Cecep menambahkan bahwa terlalu banyak jenis pajak yang harus dibayarkan, mulai dari pajak tanah dan bangunan (PBB), pajak kendaraan bermotor, pajak listrik, pajak penerangan jalan umum (PJU), pajak restoran, pajak air, retribusi parkir, pajak hotel, Pajak Penghasilan (PPh), Pajak Pertambahan Nilai (PPN), pajak warisan, dan lain sebagainya.
“Kita memiliki terlalu banyak jenis pajak,” ujarnya.
DPRD Janji Revisi Perda PBB
CIREBON - Peninjauan kembali nilai jual objek pajak (NJOP) yang menjadi dasar pengenaan tagihan Pajak Bumi dan Bangunan (PBB) tahun 2024, bukanlah hal yang tidak mungkin.
Meskipun demikian, hal ini pasti akan berdampak pada struktur Anggaran Pendapatan dan Belanja Daerah (APBD) Kota Cirebon yang telah disetujui.
Dalam postur APBD Kota Cirebon tahun 2024, pendapatan asli daerah (PAD) dari PBB telah ditetapkan sebesar Rp70,3 miliar.

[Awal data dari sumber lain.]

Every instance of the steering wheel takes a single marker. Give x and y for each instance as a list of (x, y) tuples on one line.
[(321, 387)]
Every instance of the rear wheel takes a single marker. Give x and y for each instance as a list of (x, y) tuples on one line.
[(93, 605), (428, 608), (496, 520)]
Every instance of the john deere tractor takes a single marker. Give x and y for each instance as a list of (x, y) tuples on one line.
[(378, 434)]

Angka ini naik dua kali lipat dari target PBB tahun 2022 yang hanya sebesar Rp35 miliar.
Pada dasarnya, tanpa mengubah postur APBD 2024, penurunan tagihan PBB masih memungkinkan dilakukan. Namun, hal ini bergantung pada kemampuan Pemkot Cirebon untuk mencari sumber PAD lain yang tidak memberatkan masyarakat.
Oleh karena itu, tim anggaran pemerintah daerah (TAPD) bersama Badan Anggaran (Banggar) DPRD harus segera menemukan potensi PAD lain yang masih bisa dimanfaatkan, jika memang ada niat serius untuk merevisi tagihan PBB 2024 yang dianggap terlalu tinggi.

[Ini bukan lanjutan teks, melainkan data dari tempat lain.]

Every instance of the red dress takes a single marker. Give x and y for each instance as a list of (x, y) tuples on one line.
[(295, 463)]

Ketua DPRD Ruri Tri Lesmana menyatakan bahwa peninjauan ulang tagihan PBB akan memengaruhi struktur APBD tahun 2024, khususnya terkait target pendapatan.
Oleh karena itu, rencana penyesuaian tagihan tersebut harus mempertimbangkan peningkatan pendapatan dari sektor lain selain PBB. Menurutnya, masih cukup wajar untuk memaksimalkan potensi pendapatan dari target pajak daerah 2024.

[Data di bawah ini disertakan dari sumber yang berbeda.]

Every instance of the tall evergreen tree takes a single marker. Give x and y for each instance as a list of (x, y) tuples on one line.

DPRD telah mengambil sikap tegas untuk merevisi peraturan yang telah ditetapkan dalam waktu dekat.
“Tuntutan masyarakat terhadap hal ini akan kami pertimbangkan untuk merevisi peraturan walikota,” ujarnya.
Ketua Komisi II DPRD Kota Cirebon H Karso SIP menjelaskan bahwa kenaikan tagihan PBB tersebut dipengaruhi oleh pendekatan NJOP yang mengikuti harga pasar, sehingga menyebabkan lonjakan hingga mencapai 100 hingga 1000 persen. Padahal, sebelumnya hanya sekitar 20-25 persen dari harga pasar.
“PP 35/2023 tentang PDRD menyebabkan NJOP mengikuti harga pasar, dan hal ini melebihi perkiraan kami,” ujarnya.